Walker Lake (area = 140 km2, Zmean = 19.3 m) is a large, terminal lake in western Nevada. As a result of anthropogenic desiccation, the lake has decreased in volume by 75% since the 1880s. The hypolimnion of the lake, now too small to meet the oxygen demand exerted by decaying matter, rapidly goes anoxic after thermal stratification. Field and laboratory studies were conducted to examine the feasibility of using oxygenation to avoid hypolimnetic anoxia and subsequent accumulation of ammonia in the hypolimnion, and to estimate the required DO capacity of an oxygenation system for the lake. The accumulation of inorganic nitrogen in water overlaying sediment was measured in laboratory chambers under various DO levels. Rates of ammonia accumulation ranged from 16.8 to 23.5 mg-N m−2 d−1 in chambers with 0, 2.5 and 4.8 mg L−1 DO, and ammonia release was not significantly different between treatments. Beggiatoa sp. on the sediment surface of the moderately aerated chambers (2.5 and 4.8 mg L−1 DO) indicated that oxygen penetration into sediment was minimal. In contrast, ammonia accumulation was reversed in chambers with 10 mg L−1 DO, where oxygen penetration into sediment stimulated nitrification and denitrification.
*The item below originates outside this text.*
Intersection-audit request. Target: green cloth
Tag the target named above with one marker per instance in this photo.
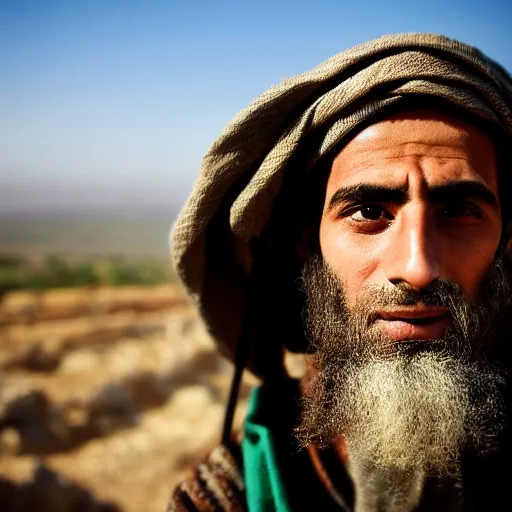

Ammonia accumulation in anoxic chambers (18.1 and 20.6 mg-N m−2 d−1) was similar to ammonia accumulation in the hypolimnion from July through September of 1998 (16.5 mg-N m−2 d−1). Areal hypolimnetic oxygen demand averaged 1.2 g O2 m−2 d−1 for 1994–1996 and 1998. Sediment oxygen demand (SOD) determined in experimental chambers averaged approximately 0.14 g O2 m−2 d−1. Continuous water currents at the sediment-water interface of 5–6 cm s−1 resulted in a substantial increase in SOD (0.38 g O2 m−2 d−1). The recommended oxygen delivery capacity of an oxygenation system, taking into account increased SOD due to mixing in the hypolimnion after system start-up, is 215 Mg d−1. Experimental results suggest that the system should maintain high levels of DO at the sediment-water interface (∼10 mg L−1) to insure adequate oxygen penetration into the sediments, and a subsequent inhibition of ammonia accumulation in the hypolimnion of the lake.